Wednesday, December 5, 2012
'Free' TV and OPB too!
Thanks to South Lane Television’s translator on Hansen Butte, our family is one of the recipients of Cottage Grove’s 'free' television. When we moved here in 1989 we did not have television reception. A visit to our local Radio Shack and an antenna was installed so we could receive three stations—ABC, CBS and NBC. We were stoked!
Thanks to a recent Sentinel article, I know a little more than I did about the history of the translator that transmits broadcasts to us here in the country. Kudos to the five local businessmen who decided in 1957 that if they were going to sell more televisions they were going to have to get us better reception. Now, according to Lloyd Williams of SLTV, that system is one of the finest in the United States.
At our house, we receive far more channels than we watch but nothing compared to those of you with access to dozens of channels on cable or satellite dishes. We toy with signing up for one of those just to watch certain HGTV and History channel shows. Still, nothing can beat OPB (public television) as our favorite network channel.
My husband is the principal viewer of all television at our house and most of the programs he watches are on OPB. He enjoys everything from “This Old House” to “Oregon Art Beat.” Anything from car shows, woodworking shows to travel, history or old guys solving cold cases is fair game for his clicker.
I, on the other hand, have just a handful of favorites. First and foremost, I am an avid fan of the Antiques Roadshow. Life comes to a standstill at our house on Monday night. The Roadshow is arguably the best reality show on TV. It mixes nostalgia with hope and a little greed. Probably one of my favorite segments was an Oklahoma man who was utterly shocked when his (ugly) Chinese rhinoceros-horn cups were appraised at $1.5 million. In everyone’s dream, he went from Social Security to millionaire in the blink of an eye.
Last year, we discovered a new treasure on OPB. “Doc Martin” is the name of the hit show that began its run in England. It took only one episode for it to become our must-see Thursday night TV event.
We love the unlovable and cantankerous Doctor Martin Ellingham. He is a surgeon whose rising star in the London medical world crashed and burned when he developed a blood phobia that prevents him from operating. He’s a bitter man.
Doc was forced to retrain as a general practioner and hired to set up his surgery (office) in Portwenn, a tiny little Cornish town where he spent childhood summers with his Aunt Joan. His patients were used to tea and sympathy. He is a brilliant physician and diagnostician and a total curmudgeon. On this premise is built one of the most complicated and enjoyable story lines on television.
Doc is socially challenged to the maximum. Over and over it is clear that this he could care less about how his patients and peers emotions. He lives to make them well physically. Any other kind of relationship is an intrusion. He is blunt and to the point—“do this and check back with me in two weeks. Goodbye!” No bedside manner.
Slowly, the story line introduces a pretty primary school teacher Louisa Glasson into his life. She’s attracted to him. He’s attracted to her. And you cannot imagine how complicated and stressful their relationship becomes. Most of the time I wonder how she keeps from slapping him but then…well, you just have to watch it evolve.
As I understand it, the show only films every two years. Right now, it’s in re-runs and if you haven’t seen it, tune in Thursday nights. Doc Martin has something for everyone—humor, relationships, mystery, suspense and romance. And you don’t have to worry about it being inappropriate for mixed company. It’s all done in good taste.

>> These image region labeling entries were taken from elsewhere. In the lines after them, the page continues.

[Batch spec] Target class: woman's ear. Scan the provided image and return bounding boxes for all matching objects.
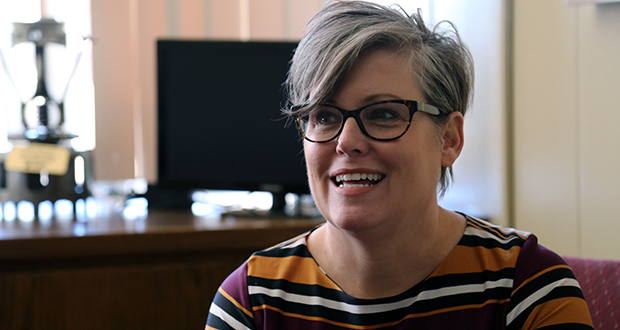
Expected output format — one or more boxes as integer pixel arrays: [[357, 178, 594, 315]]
[[441, 111, 465, 167]]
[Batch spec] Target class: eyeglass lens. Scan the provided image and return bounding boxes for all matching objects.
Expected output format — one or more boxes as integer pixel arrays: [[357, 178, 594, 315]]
[[300, 103, 409, 142]]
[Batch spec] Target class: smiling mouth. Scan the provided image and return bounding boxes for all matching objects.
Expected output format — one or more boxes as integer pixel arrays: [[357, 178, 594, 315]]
[[332, 173, 385, 188]]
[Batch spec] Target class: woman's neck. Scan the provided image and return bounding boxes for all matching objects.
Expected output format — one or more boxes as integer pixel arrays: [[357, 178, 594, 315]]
[[308, 208, 465, 299]]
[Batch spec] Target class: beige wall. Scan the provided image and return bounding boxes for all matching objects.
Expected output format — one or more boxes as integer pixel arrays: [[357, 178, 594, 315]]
[[513, 0, 620, 258]]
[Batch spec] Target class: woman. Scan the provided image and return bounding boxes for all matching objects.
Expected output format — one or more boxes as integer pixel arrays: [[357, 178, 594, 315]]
[[207, 1, 592, 329]]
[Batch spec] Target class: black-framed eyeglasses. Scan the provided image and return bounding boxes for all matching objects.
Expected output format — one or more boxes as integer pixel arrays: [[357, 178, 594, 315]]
[[295, 100, 442, 143]]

“Call the Midwife” is my latest addiction. This OPB series is based on a memoir written by Jennifer Worth describing her life in the East End of London during the 1950s. It was written in response to a call for “someone to do for midwifery what James Herriot did for vets.” Worth died in 2011 and Vanessa Redgrave narrates her story.
I must admit that as a child of the 1950s, I was shocked at the poverty and harsh living conditions that are portrayed in London tenements. Young twenty-two year old Jenny Lee Worth was also shocked as she arrived not at a clinic but at Nonnatus House (a pseudonym for the Sisters of St. John the Divine in Whitechapel) to live and work alongside her fellow nurses and the Sisters.
The Sisters of St. Raymond Nonnatus have been active in the East End as Anglican nursing nuns since the beginning of the 20th century. I love the way their humanity is portrayed and the way they teach the young nurses their mission. They are there to serve their patients. They are not there to judge the often harsh and immoral lifestyles. Their primary work is to bring literally thousands of babies safely into the world and help the moms care for their newborns.
The stories revolve around the drama and trauma in the lives of individual mothers. There is lighthearted fun back at the nunnery as the young nurses struggle to have a personal life. And then there’s Sister Monica Joan, an elderly and eccentric nun who is also a kleptomaniac! It’s a dedicated, diverse community ministering in a challenging and diverse environment. The story line is intense but also a breath of fresh air.
So check out OPB. It has something for everyone and you’ll be glad that you did. And thank you SLTV for making it possible for everyone to enjoy quality television!